李邪心下大喜,一年半載,那就算現在趕回去,還能在天波府找到夢娜,畢竟天波府有他的一票手下,又是比較熟悉的地盤,而夢娜的樣貌,想來不會那麼難找,就算找不到也不打緊,起碼知道夢娜是凌雲峰的人,跑得了和尚跑不了廟。
總是,夢娜是有着落了。
“尊主可否告知晚輩,那女子叫什麼。”
“夢娜。”
竟然同名。
李邪該知道的都問了,此刻心急回去,便拱手道:“多謝前輩告知,晚輩告辭。”
看着飄渺尊主飛上凌雲峰,李邪便轉身朝十三刀道:“看來那兇獸沒來凌雲峰,線索也就斷了,我的事辦完了,就此告辭。”
“等等,我跟你們回去。”十三刀道。
“你跟來幹嘛?”李邪大爲不解,雖然他也想十三刀跟着,關鍵時候沒準能忽悠他幫忙,但他與十三刀並沒什麼關係,本是因爲兇獸才一起到凌雲峰,現在兇獸沒了線索,十三刀還跟着幹嘛。
十三刀嘿嘿一笑,道:“我不是隻寫了欠條,那副會長的申請費還沒交嘛。

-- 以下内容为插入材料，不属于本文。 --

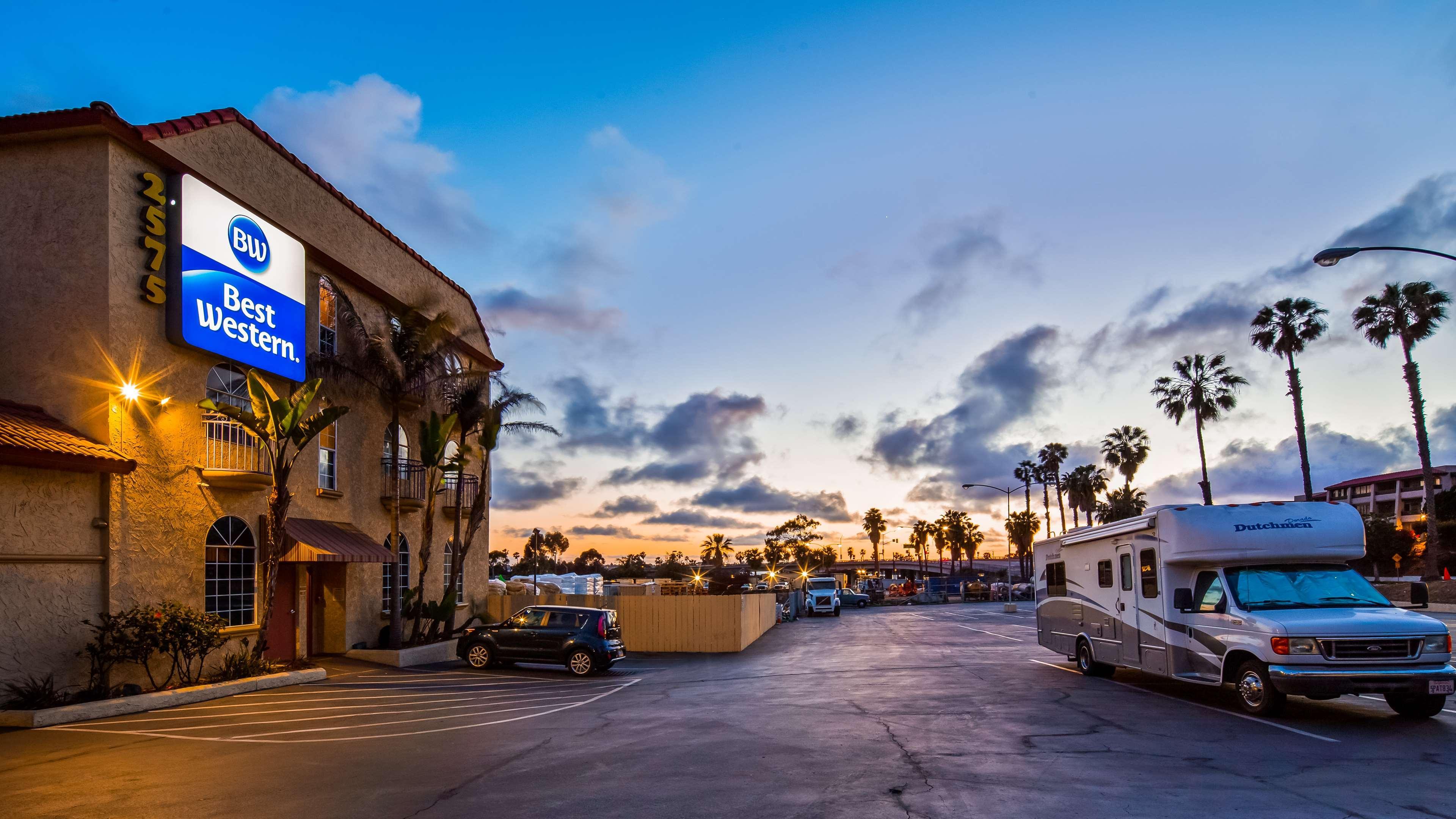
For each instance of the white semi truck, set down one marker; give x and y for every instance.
(1256, 595)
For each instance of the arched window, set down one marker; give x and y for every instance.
(327, 318)
(449, 569)
(228, 385)
(229, 572)
(401, 570)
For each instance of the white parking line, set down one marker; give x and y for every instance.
(1253, 719)
(992, 633)
(257, 738)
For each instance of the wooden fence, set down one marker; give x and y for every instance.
(698, 623)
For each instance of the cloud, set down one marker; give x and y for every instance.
(963, 445)
(563, 314)
(704, 436)
(1254, 470)
(625, 505)
(755, 496)
(525, 489)
(698, 518)
(956, 251)
(364, 139)
(592, 423)
(846, 426)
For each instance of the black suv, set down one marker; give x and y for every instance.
(584, 640)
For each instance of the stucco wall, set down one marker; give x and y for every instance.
(79, 307)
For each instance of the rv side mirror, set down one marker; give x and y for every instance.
(1420, 596)
(1183, 599)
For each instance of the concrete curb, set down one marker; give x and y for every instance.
(154, 700)
(405, 658)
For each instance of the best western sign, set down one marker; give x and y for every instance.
(238, 285)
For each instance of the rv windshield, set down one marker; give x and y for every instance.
(1301, 586)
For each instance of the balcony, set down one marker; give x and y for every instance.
(411, 484)
(232, 460)
(469, 489)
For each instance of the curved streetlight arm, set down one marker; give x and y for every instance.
(1331, 257)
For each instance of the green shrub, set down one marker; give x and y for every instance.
(34, 694)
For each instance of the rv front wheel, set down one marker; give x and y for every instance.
(1416, 706)
(1257, 694)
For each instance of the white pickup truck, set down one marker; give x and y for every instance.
(820, 596)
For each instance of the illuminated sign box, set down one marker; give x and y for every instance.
(238, 285)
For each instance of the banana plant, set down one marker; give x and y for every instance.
(283, 428)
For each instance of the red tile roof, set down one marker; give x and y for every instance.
(1390, 477)
(33, 438)
(102, 113)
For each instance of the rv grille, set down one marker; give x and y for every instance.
(1356, 649)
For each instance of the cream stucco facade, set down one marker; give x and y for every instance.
(73, 544)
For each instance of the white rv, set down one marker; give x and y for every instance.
(1256, 595)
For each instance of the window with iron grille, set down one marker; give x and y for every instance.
(328, 458)
(401, 570)
(450, 568)
(231, 572)
(327, 318)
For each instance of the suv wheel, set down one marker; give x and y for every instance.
(1416, 706)
(580, 662)
(1257, 694)
(480, 656)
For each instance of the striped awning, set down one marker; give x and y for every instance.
(331, 541)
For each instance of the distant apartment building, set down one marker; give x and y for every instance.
(1392, 494)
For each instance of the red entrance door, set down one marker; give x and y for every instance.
(283, 627)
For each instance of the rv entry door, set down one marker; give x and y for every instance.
(1126, 614)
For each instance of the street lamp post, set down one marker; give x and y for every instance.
(1330, 257)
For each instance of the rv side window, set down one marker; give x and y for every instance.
(1149, 568)
(1056, 581)
(1208, 592)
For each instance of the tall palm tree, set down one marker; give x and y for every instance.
(717, 550)
(1052, 458)
(1283, 330)
(1411, 314)
(874, 525)
(1205, 387)
(1126, 449)
(1027, 474)
(484, 419)
(401, 366)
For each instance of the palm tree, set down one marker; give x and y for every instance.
(1027, 474)
(1411, 314)
(1122, 505)
(874, 527)
(717, 550)
(1052, 458)
(435, 439)
(1126, 449)
(1205, 387)
(1285, 330)
(401, 368)
(1021, 531)
(485, 420)
(277, 425)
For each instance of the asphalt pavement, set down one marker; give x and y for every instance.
(889, 712)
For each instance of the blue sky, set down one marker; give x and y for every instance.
(707, 235)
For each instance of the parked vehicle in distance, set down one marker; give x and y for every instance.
(584, 640)
(820, 596)
(1256, 595)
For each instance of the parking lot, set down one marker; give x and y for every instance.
(887, 712)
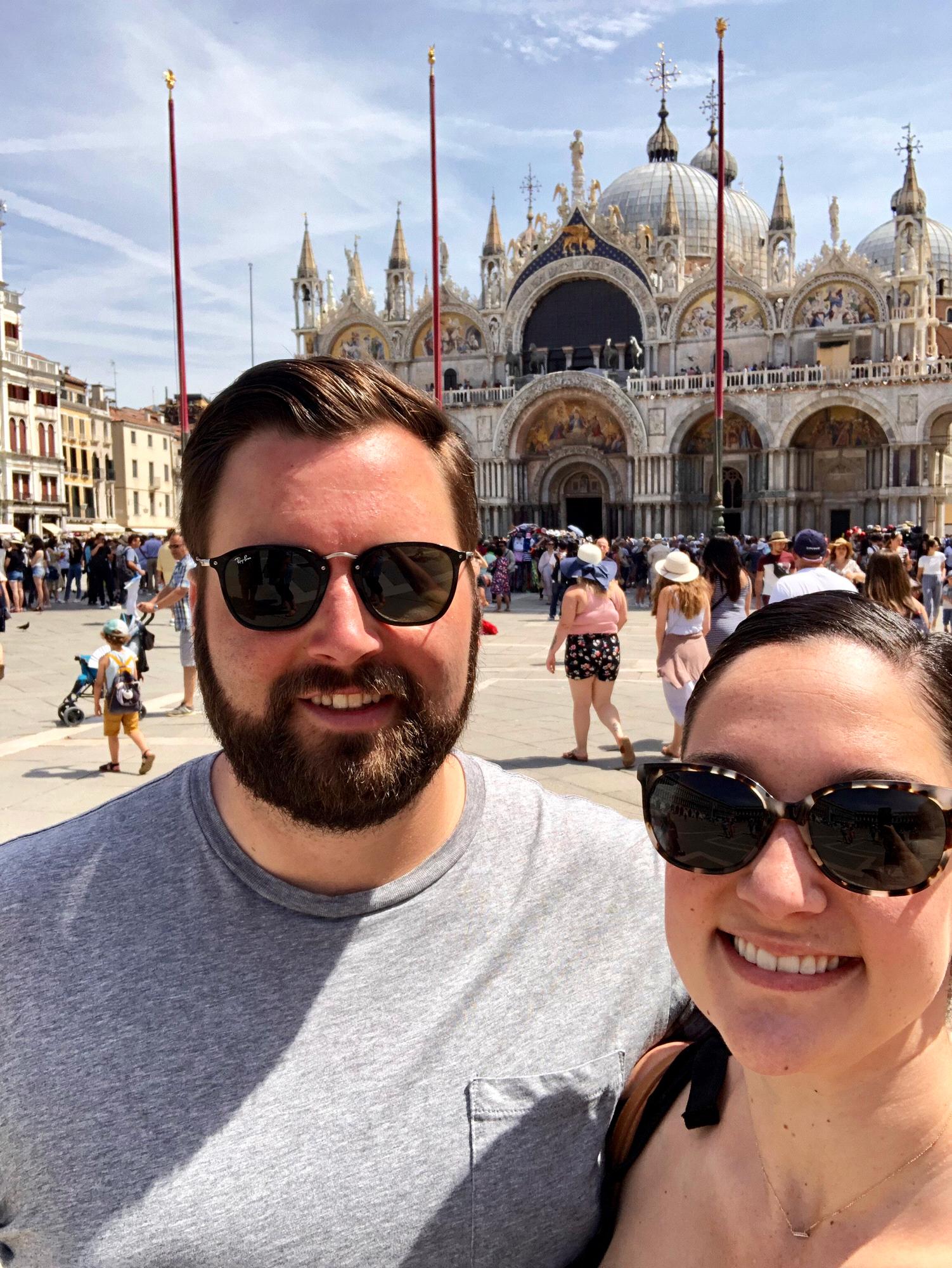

”
嚯。
這麼有節操。
眠大師在上,咱是不是遇到2b好青年了,。
這麼有節操的青年,沒理由不宰他啊。
李邪登時一臉肅穆:“眠大師在上,本會有你這種會員,實在是我眠大師教會的幸事,那我們就一起回去,要不找個錢莊,先把那一百萬申請費交了再說。”
“沒問題。”十三刀似乎並不在意錢財,湊近李邪,希冀道:“話說,眠大師是不是能幫死人復活。”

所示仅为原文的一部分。